Und noch etwas stört Andreas Berding: Solange sich StuPa und AStA mit dem »Nebenschauplatz Marx« beschäftigten, würden sie das vernachlässigen, was ihre ureigene Aufgabe sei: Hochschulpolitik zu betreiben. Das lassen Kaiser und Dembinsky nicht gelten. Für den AStA sei die Namensdebatte keineswegs von zentraler Bedeutung, und er habe auch kein Interesse an einer PR-Kampagne. In die Medien sei der Diskurs erst durch eine Stellungnahme der Jungen Union gelangt – ein Ablenkungsversuch der »Opposition«. Dem man nicht auf den Leim gehe, denn man verliere sich nicht auf dem »Nebenschauplatz«, sondern konzentriere sich auf die politische Arbeit.

Womit sie bei konkreter Hochschulpolitik sind. Die Novellierung des Landeshochschulgesetzes stehe unmittelbar bevor. Sie sehe vor, die demokratischen Gremien an den Unis zurückzudrängen, die Präsidien dagegen zu stärken. Auch bei gewaltfreien Streiks sollen künftig Exmatrikulationen drohen, der Einfluss der Wirtschaft auf Lehre und Forschung soll steigen. StuPa und AStA nähmen all das eben nicht als gegeben hin. Lucas Dembinsky jedenfalls will eine »objektive Ausbildung« erfahren: »Wenn die Wirtschaft die Inhalte bestimmt, geht das Kritikpotenzial verloren.« Schon die Bachelor- und Masterabschlüsse, eingeführt im Bologna-Prozess, würden sich als problematisch erweisen. Denn die Bachelor-Studiengänge, »zurechtgestutzt auf die Wünsche der Wirtschaft«, seien vielleicht eine Option für Naturwissenschaftler, nicht aber für Geisteswissenschaftler: »Wir brauchen nicht nur Grundwissen, sondern eine gewisse Reife.

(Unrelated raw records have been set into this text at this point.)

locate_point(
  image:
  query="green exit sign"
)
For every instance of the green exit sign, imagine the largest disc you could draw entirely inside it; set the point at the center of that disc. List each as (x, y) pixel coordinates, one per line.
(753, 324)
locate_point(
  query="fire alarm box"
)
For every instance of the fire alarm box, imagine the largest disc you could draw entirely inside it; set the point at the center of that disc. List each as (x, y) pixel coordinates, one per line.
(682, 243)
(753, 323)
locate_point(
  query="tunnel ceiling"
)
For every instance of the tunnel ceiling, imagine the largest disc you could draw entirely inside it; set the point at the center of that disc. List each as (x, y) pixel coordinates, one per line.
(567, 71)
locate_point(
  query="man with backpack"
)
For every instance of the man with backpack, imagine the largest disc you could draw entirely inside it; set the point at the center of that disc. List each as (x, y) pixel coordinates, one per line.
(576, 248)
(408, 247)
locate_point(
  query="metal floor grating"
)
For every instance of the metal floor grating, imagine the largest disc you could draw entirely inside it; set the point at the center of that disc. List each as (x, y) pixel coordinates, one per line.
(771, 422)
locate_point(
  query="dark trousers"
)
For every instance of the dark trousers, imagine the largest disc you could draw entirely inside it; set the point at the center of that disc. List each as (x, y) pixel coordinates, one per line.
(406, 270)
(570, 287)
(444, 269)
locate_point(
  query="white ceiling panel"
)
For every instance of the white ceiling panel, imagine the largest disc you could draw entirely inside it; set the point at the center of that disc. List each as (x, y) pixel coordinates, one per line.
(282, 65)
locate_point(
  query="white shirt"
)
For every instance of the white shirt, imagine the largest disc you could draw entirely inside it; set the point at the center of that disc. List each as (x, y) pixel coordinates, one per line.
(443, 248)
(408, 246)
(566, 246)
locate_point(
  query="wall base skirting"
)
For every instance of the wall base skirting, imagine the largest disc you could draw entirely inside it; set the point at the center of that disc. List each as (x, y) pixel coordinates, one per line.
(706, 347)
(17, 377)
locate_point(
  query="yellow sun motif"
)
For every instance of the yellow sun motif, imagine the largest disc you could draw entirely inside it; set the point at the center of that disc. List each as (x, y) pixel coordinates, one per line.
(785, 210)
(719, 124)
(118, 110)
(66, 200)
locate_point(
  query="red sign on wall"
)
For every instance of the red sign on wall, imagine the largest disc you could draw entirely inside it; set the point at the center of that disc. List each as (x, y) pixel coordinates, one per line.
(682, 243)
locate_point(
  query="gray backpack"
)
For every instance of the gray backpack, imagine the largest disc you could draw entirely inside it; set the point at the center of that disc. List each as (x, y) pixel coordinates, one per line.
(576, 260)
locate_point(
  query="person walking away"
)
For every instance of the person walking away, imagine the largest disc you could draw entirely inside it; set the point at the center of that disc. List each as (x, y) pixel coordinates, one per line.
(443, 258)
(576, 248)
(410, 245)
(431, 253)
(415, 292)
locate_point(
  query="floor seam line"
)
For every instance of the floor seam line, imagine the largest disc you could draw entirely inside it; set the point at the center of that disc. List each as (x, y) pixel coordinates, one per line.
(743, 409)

Der Bachelor, der ja eigentlich ein berufsqualifizierender Abschluss sein soll, entlässt die Studierenden ohne die nötigen Kompetenzen.« Dies seien nur einige der Themen auf der Agenda von STuPa und AStA. Weit vorn stünde die Überbelegung der Uni. Rico Herzog erzählt, fast käme es zu Prügeleien um die Seminarplätze. Viele Studis könnten ihr Studium nicht in der vorgegebenen Zeit abschließen, weil sie wegen Überfüllung aus den Vorlesungssälen flögen – darum kümmere man sich zur Zeit: Marx könne da auch nicht helfen.

Draußen, vor dem Studi-Haus, verabschieden sich die Kontrahenten. »Wir stehen zu Marx«, sagt Dembinsky. Herzog sagt mit breitem Grinsen: »Und wir halten immer schön dagegen!« Am Abend werden Dembinsky und Herzog sich bei der »Börsenparty« der BWLer treffen: Je gefragter ein Getränk, desto höher steigt sein Preis. Je länger der Diskurs über Marx geführt wird, desto höher vielleicht auch sein Marktwert. Einer alten Stadt kann es nur gut tun, eine junge Uni zu haben.